Huijsmans with co-workers [30] tested only the Sugaya et al. [41] method, and suggested that glenoid defect could be assessed using 3D-CT as well as 2D-MRI. In turn, our inter- and intra-observer reliability of two measurements (circle area and eroded area) show that for glenoid defect assessment the 3D measurement method is much more reliable than the 2D one. These discrepancies might be associated with the limitations of the research by Huijsmans et al. [30]. They used the 2D measurement instead of the 3D measurement on the 3D glenoid reconstruction. Flatness of the glenoid varies among patients with different levels of shoulder instability [36, 37]. Moreover, different orientation of the glenoid fossa changes the object’s shape and leads to discrepancies in linear measurement [38]. Thus, 2D measurement may vary from 3D measurement on the 3D reconstruction.

Another method for quantitative assessment of the missing glenoid area has been created by Griffith et al. [29] who used glenoid measurements (AP width, SI height and erosion edge) on 2D CT images. They concluded that the best parameter for glenoid defect assessment was the width of the glenoid and the width to length ratio. The authors did not compute the reliability of the method; however, our results show that measuring the width and length on 2D-CT is not reliable because it is difficult to determine the exact top of the glenoid. Similar parameters (AP width and erosion edge) were analysed by Gerber and Nyffeler [39], but the main aim of this study was to create a classification of glenohumeral joint instability and not to analyse the reliability of the created method.
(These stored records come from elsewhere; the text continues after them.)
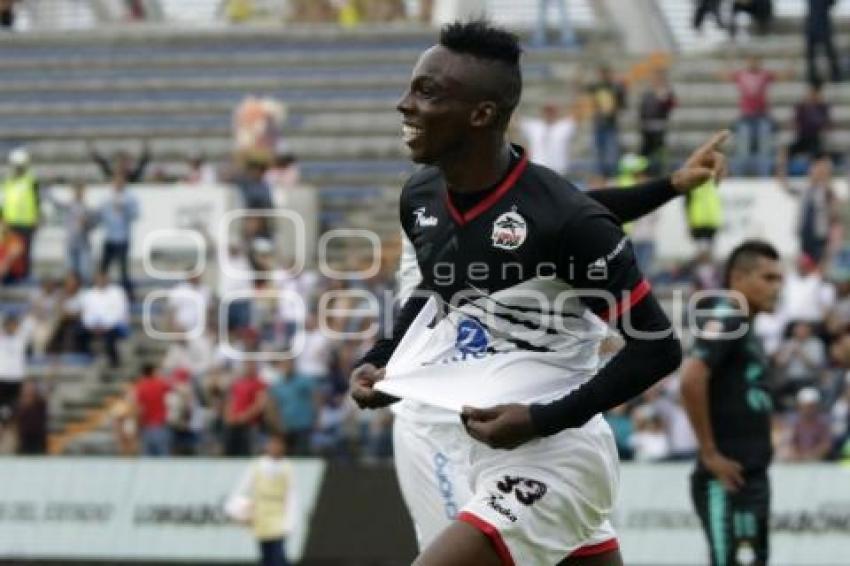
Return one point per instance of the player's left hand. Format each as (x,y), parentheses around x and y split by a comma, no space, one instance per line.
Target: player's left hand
(502,426)
(707,162)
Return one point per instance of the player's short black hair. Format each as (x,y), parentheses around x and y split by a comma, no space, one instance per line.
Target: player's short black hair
(496,46)
(746,254)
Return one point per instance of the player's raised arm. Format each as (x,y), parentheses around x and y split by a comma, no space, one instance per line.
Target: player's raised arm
(639,200)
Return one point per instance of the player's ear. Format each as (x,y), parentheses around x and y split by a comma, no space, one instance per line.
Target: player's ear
(484,114)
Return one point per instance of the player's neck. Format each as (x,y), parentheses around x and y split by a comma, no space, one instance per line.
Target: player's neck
(478,171)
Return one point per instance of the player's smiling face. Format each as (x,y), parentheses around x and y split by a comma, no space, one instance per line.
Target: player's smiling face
(437,107)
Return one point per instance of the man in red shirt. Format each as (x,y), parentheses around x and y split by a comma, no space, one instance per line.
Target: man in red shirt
(246,403)
(149,394)
(753,134)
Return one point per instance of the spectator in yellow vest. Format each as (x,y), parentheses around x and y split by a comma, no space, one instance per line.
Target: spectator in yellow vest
(265,500)
(21,203)
(705,215)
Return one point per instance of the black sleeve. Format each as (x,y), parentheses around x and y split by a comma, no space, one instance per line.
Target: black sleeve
(383,349)
(630,203)
(603,261)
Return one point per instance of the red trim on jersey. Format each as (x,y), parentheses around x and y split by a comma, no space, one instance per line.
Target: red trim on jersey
(594,549)
(490,532)
(492,198)
(636,295)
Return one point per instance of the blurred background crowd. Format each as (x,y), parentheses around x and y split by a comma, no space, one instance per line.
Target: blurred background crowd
(332,129)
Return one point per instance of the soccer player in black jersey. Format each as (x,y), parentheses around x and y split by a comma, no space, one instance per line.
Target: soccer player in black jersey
(725,394)
(482,218)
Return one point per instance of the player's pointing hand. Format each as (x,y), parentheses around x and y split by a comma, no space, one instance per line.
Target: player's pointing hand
(707,162)
(502,426)
(362,383)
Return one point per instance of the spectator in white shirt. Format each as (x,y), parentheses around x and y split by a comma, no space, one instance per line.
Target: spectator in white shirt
(806,296)
(200,171)
(649,441)
(549,138)
(188,303)
(14,338)
(314,358)
(801,358)
(105,315)
(235,287)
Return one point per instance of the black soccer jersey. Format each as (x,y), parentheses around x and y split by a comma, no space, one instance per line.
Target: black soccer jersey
(534,225)
(739,404)
(536,233)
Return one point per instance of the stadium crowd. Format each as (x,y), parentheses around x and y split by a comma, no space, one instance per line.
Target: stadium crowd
(200,399)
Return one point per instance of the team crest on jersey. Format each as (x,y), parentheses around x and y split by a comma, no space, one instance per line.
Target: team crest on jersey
(423,219)
(509,231)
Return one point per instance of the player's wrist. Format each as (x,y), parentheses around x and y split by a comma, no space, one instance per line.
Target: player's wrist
(551,418)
In turn, the method created by Barchilon et al. [28], used for glenoid bone loss diagnosis parameters (R, d, erosion edge), measured on 2D-CT and 3D-CT. The best parameter to calculate the amount of missing bone was depth to radius ratio obtained from the 3D reconstruction combined with femoral head gauge. The authors did not compute and compare the reliability of the measurements, nevertheless, our findings confirmed that the 3D measurements better reflect the true anatomy of the glenoid.

The described 3D measurement method has two weaknesses. Measuring the 3D glenoid reconstruction is more time consuming than quantifying a glenoid defect using 2D-CT because the CT reconstruction needs to be cleaned from other bones and structures. Moreover, the number of the details of the 3D bone reconstructions depends on the slice thickness of the CT images [46]. According to Ford and Decker [46] slice thickness should not be greater than 1.25 mm in order to obtain representative anatomy. Nevertheless, measuring 2D-CT is associated with the orientation of the glenoid fossa in three planes (transverse, sagittal, coronal), which may be difficult to assess—especially in patients with increased retroversion [6, 27]. These limitations of 2D-CT cause different linear measurement [38].
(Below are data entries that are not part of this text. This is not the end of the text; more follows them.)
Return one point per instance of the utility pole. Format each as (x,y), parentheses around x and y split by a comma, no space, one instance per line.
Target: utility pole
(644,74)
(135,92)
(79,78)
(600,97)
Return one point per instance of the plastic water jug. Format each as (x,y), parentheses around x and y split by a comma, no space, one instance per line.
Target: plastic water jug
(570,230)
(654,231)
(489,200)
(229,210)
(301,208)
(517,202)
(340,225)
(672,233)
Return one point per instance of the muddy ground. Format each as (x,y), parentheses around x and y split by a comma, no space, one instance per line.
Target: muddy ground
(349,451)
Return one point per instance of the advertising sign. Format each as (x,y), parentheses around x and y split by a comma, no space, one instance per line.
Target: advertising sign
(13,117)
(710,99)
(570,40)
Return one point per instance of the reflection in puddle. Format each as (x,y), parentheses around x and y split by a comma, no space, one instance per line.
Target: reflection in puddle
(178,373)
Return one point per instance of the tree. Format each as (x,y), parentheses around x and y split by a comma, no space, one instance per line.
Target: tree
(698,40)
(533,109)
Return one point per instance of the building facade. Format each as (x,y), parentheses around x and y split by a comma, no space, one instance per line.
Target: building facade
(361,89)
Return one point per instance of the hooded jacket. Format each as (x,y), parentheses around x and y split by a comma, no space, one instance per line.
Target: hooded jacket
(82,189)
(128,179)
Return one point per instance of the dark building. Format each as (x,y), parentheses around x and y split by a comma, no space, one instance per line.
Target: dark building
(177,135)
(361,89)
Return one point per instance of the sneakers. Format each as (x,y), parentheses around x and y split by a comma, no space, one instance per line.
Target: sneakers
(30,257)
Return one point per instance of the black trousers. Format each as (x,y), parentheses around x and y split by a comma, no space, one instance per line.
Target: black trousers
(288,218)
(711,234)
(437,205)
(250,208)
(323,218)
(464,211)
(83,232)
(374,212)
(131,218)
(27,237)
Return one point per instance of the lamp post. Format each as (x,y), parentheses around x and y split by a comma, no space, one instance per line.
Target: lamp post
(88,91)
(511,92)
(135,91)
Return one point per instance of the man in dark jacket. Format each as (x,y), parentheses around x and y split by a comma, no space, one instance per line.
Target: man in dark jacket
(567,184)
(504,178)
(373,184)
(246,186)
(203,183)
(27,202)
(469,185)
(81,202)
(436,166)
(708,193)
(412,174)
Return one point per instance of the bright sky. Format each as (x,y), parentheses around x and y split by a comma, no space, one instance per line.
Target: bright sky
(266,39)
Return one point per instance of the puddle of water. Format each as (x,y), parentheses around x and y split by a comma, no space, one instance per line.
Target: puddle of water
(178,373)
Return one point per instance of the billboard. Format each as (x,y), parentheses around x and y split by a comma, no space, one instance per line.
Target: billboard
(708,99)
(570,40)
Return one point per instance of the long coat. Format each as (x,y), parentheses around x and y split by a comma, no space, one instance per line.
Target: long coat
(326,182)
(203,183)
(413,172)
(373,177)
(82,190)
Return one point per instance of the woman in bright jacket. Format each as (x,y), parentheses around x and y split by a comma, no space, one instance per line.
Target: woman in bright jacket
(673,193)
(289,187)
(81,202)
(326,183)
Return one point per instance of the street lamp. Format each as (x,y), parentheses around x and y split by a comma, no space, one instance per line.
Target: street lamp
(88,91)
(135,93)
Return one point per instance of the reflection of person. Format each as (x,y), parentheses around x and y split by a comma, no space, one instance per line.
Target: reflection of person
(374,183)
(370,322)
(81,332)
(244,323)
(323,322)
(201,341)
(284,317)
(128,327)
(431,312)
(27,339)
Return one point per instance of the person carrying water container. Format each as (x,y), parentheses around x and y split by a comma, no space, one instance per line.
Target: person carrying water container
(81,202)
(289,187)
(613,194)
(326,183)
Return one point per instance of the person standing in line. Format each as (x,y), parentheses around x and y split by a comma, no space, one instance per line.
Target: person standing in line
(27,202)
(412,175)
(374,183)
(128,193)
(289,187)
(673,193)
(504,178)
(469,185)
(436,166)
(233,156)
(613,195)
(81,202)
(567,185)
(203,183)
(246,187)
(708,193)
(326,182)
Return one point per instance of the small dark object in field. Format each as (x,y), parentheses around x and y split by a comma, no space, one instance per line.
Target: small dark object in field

Our study shows that methods based on 3D measurements used for glenoid bone loss diagnosis are more reliable between and within observers than 2D ones. Based on our findings we recommend using 3D scapula reconstruction for quantifying a glenoid defect because 2D-CT does not show detailed information about the glenoid rim. This method provides reliable and accurate glenoid assessment by both an experienced and inexperienced surgeon, which may be helpful in the reconstruction of the native glenoid plane and improve the planning and the choice of the operative technique.